[HealthsystemCIO.com has had numerous inquiries about the importance of Allscripts’ recent stock collapse, so we turned to the pro — Vince Ciotti, Principal and co-founder of HIS Professionals LLC — for his opinion]
Vince Ciotti, Principal, HIS Professionals
The Allscripts stock collapse? It’s sad news for the investors, but the impact on the many former Eclipsys clients is a different story entirely. Just what is the relationship between a company’s stock performance and its products and services? That’s a different matter entirely. Let’s look at just two historical antecedents for brevity’s sake (there are dozens more):
1993: The name in computer hardware, IBM sees its stock collapse in a big way, with losses of $8B on total revenues of $62B, causing the stock to drop from $43 to $12. Big Blue only had 100 days of cash on hand when they fired their CEO and brought in a new management team. If you were a hospital CIO back then and were running IBM’s PCS/ADS or Mediflex’s Medipac on an in-house mainframe, should you have jumped ship and replaced them with a proven HBO mini system or SMS’s brand new Invision? Well, a year later IBM turned the ship around. The firm earned nearly $3B on $64B in sales, and the stock rose 34%. Whoops — would have been hard to get rid of that HBO mini or SMS phone line and buy a new mainframe again…
1998: After HIS industry leader HBOC was acquired by drug giant McKesson in a billion dollar deal, within a few months it turned out HBOC was as creative in its accounting practices as it was in its programming… McKesson’s stock collapsed $9B in a single day, a staggering hit for thousands of investors who filed lawsuits. Three HBOC executives were indicted and eventually convicted, and McKesson started the slow process of rebuilding its stock price and reputation. What was the impact on the ≈1,000 hospitals running Star, Series, Pathways and brand-new Paragon? Well, they could have swapped them out and gone back to an IBM mainframe, but most kept them to this very day, receiving good service and support for all these years.

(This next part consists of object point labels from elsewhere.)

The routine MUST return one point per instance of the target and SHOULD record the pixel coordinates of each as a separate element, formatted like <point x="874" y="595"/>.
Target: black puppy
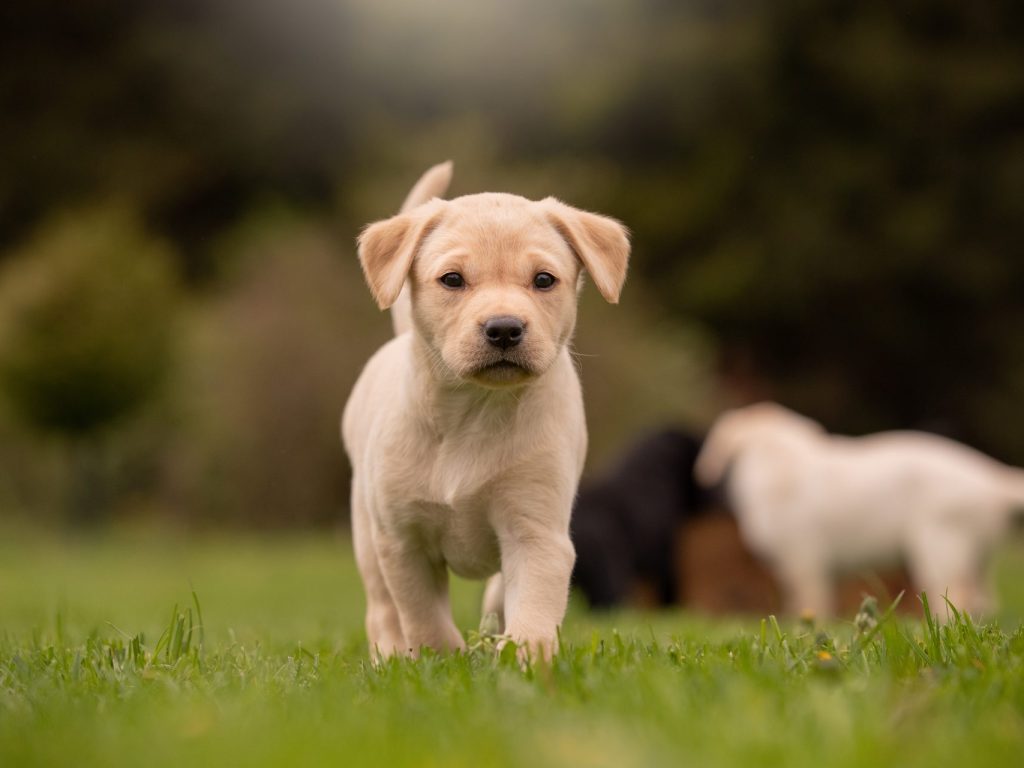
<point x="625" y="523"/>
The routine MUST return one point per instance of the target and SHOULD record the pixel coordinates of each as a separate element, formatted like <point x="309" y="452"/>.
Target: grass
<point x="108" y="659"/>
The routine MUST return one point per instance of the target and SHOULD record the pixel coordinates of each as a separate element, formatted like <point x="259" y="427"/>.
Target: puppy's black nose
<point x="504" y="331"/>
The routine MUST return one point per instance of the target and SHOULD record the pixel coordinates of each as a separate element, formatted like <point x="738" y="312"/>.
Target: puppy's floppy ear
<point x="387" y="248"/>
<point x="600" y="243"/>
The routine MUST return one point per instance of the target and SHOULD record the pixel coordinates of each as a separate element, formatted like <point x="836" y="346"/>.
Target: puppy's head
<point x="734" y="430"/>
<point x="494" y="279"/>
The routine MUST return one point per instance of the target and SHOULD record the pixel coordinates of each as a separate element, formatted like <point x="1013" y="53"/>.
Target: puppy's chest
<point x="449" y="500"/>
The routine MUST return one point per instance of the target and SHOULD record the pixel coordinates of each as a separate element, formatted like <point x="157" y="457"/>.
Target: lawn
<point x="97" y="667"/>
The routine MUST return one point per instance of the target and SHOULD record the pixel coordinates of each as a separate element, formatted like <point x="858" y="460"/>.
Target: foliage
<point x="86" y="326"/>
<point x="825" y="199"/>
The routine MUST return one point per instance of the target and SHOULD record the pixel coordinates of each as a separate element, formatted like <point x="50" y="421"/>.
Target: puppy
<point x="466" y="431"/>
<point x="626" y="522"/>
<point x="813" y="505"/>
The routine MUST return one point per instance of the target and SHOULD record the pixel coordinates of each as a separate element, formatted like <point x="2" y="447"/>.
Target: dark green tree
<point x="86" y="335"/>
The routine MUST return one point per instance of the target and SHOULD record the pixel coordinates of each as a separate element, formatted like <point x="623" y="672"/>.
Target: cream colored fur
<point x="814" y="504"/>
<point x="462" y="460"/>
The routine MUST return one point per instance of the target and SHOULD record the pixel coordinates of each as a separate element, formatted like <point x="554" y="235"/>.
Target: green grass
<point x="98" y="667"/>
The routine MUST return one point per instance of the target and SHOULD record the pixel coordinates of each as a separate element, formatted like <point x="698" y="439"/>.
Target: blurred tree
<point x="86" y="332"/>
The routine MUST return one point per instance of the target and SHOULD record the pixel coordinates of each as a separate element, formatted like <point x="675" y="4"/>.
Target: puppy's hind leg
<point x="494" y="599"/>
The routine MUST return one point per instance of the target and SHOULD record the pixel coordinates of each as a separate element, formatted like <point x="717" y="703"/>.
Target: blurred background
<point x="826" y="201"/>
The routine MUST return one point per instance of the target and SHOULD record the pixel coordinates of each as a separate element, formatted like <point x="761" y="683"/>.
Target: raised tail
<point x="1014" y="484"/>
<point x="432" y="184"/>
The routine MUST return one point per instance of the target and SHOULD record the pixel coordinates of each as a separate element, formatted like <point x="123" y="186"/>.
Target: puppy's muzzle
<point x="504" y="331"/>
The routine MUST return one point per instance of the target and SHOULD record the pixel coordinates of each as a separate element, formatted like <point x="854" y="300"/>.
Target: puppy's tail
<point x="432" y="184"/>
<point x="1014" y="484"/>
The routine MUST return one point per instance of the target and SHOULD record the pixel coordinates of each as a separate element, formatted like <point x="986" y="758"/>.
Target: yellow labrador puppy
<point x="814" y="504"/>
<point x="466" y="431"/>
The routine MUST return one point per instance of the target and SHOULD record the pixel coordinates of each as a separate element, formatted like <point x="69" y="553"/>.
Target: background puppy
<point x="812" y="504"/>
<point x="466" y="431"/>
<point x="626" y="522"/>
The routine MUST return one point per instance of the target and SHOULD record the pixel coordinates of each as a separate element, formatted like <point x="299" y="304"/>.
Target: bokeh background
<point x="826" y="201"/>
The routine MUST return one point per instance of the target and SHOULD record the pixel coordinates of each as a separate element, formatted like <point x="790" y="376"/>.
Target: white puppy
<point x="813" y="504"/>
<point x="466" y="431"/>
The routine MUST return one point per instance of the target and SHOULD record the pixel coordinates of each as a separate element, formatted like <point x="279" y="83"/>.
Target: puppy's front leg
<point x="537" y="564"/>
<point x="420" y="590"/>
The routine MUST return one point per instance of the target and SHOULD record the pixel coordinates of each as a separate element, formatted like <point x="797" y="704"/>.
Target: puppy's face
<point x="494" y="279"/>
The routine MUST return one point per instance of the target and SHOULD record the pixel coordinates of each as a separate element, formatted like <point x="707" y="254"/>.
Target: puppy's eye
<point x="452" y="280"/>
<point x="544" y="281"/>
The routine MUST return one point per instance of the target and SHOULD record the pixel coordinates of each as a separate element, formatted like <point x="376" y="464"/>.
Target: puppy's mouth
<point x="502" y="372"/>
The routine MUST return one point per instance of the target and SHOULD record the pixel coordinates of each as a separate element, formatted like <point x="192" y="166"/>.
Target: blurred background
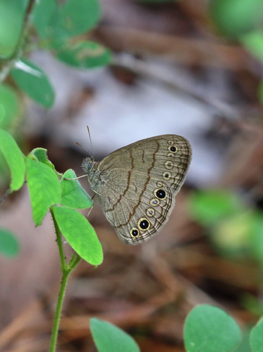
<point x="189" y="67"/>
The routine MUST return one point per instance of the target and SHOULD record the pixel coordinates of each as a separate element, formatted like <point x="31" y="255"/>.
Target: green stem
<point x="66" y="270"/>
<point x="9" y="62"/>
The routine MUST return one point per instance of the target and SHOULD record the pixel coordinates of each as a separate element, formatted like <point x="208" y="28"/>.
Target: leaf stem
<point x="66" y="270"/>
<point x="9" y="62"/>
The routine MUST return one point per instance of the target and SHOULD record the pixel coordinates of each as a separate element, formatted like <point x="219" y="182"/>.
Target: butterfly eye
<point x="160" y="193"/>
<point x="166" y="176"/>
<point x="169" y="165"/>
<point x="134" y="232"/>
<point x="143" y="224"/>
<point x="154" y="202"/>
<point x="172" y="149"/>
<point x="150" y="212"/>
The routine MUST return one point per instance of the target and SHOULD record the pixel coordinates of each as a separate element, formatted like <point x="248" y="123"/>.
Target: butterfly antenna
<point x="86" y="150"/>
<point x="90" y="141"/>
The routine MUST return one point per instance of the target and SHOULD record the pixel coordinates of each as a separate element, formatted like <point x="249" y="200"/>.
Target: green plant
<point x="210" y="329"/>
<point x="62" y="29"/>
<point x="61" y="195"/>
<point x="241" y="21"/>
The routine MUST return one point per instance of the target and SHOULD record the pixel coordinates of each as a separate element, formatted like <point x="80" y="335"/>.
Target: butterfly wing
<point x="139" y="183"/>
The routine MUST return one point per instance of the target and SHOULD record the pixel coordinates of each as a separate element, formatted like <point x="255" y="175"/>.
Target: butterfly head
<point x="87" y="165"/>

Yes, Pathways morphed into Horizon, which was recently sunset, but that decision had little to do with the stock collapse of 10 years ago…
And, indeed, that is the lesson Allscripts/Eclipsys clients should take away: a company’s stock price is a volatile reflection of many things:
- The vagaries of Wall Street: see the movie Margin Call about our recent 2008 market collapse – a wonderful expose on stock insiders!
- Financial management of the firm, the same delicate balance of income versus expense every hospital struggles with today in this age of reduced reimbursement.
- Earnings per share – being publicly held makes a firm subject to the 90-day treadmill of meeting earnings forecasts quarter by quarter…
Whereas a company’s products and service are a reflection of a whole different set of parameters:
- Features and functions: do their products have all the bells and whistles your users desire, and in a user-friendly interface?
- Regulatory requirements: are they investing enough in R&D to keep up with these challenging times – HIPAA 5010, ICD-10, Meaningful Use, etc.
- Is there a sufficient support staff, with enough bodies and experience to help you in times of need — both onsite as well as via phone/internet?
- Technology: is their data base “open” and ODBC compliant, are their servers virtualized, are interfaces HL7 version 3.0 compliant, and can they talk to iPads and the plethora of PDAs easily?
Yes, a company’s financial performance is a factor to consider when deciding to stay with them or not, but the hour-by-hour vagaries of Wall Street are only a tiny part of what a hospital should consider when making such a momentous decision. With most of the nation’s 5,000 hospitals struggling to achieve Meaningful Use by next summer’s deadline, now is hardly the time to switch systems, especially with many leading vendors having a “line” for implementations that is already well beyond that deadline!
My advice to former Eclipsys clients who bought Sunrise because of its functionality and user friendliness: how many of your RNs and MDs have complained recently that their pension funds have been damaged by Allscript’s stock collapse? If the answer is few to none, then stay the course. For whatever vendor you may pick to replace it, at some future point, their stock will fluctuate as wildly as the market does; which in our lifetime has been, and will continue to be, a pretty wild ride! It should make a CIO happy that she has a much more sane job than trying to predict what the bulls and bears will come up with next.